The obvious solution against VictoriaMetrics cluster instability is to make sure cluster components
have enough free resources for graceful processing of the increased workload.
See [capacity planning docs](https://docs.victoriametrics.com/Cluster-VictoriaMetrics.html#capacity-planning)
and [cluster resizing and scalability docs](https://docs.victoriametrics.com/Cluster-VictoriaMetrics.html#cluster-resizing-and-scalability)
for details.
## Monitoring
Having proper [monitoring](https://docs.victoriametrics.com/Single-server-VictoriaMetrics.html#monitoring)
would help identify and prevent most of the issues listed above.
[Grafana dasbhoards](https://grafana.com/orgs/victoriametrics/dashboards) contain panels reflecting the
health state, resource usage and other specific metrics for VictoriaMetrics components.
Alerting rules for [single-node](https://github.com/VictoriaMetrics/VictoriaMetrics/blob/master/deployment/docker/alerts.yml)
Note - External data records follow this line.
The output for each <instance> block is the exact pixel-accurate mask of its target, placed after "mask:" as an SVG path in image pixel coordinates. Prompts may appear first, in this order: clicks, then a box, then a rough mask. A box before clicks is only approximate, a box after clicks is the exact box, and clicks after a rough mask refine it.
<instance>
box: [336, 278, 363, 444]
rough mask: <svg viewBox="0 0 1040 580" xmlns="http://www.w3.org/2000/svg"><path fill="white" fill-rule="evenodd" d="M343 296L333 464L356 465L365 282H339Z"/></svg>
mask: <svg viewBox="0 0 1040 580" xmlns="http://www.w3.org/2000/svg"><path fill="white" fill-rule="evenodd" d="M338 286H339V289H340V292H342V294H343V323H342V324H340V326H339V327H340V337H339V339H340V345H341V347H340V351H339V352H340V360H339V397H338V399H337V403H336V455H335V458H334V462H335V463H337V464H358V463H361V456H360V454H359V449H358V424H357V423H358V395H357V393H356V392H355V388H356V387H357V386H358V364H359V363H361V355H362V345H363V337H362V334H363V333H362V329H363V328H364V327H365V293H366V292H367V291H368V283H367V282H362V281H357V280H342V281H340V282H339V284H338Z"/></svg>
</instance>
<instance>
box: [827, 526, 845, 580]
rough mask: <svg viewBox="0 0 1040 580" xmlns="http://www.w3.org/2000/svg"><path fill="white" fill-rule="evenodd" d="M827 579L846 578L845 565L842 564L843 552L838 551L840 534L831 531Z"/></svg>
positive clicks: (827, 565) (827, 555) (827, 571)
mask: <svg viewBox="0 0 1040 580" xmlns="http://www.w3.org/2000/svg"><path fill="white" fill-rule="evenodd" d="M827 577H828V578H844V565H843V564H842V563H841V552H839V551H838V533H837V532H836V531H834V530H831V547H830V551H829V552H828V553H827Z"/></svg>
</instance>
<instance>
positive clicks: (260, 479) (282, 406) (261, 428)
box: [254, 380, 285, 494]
and [cluster](https://github.com/VictoriaMetrics/VictoriaMetrics/blob/cluster/deployment/docker/alerts.yml) versions
of VictoriaMetrics will notify about issues with Victoriametrics components and provide recommendations for how to solve them.
Internally, we heavily rely both on dashboards and alerts, and constantly improve them.
It is important to stay up to date with such changes.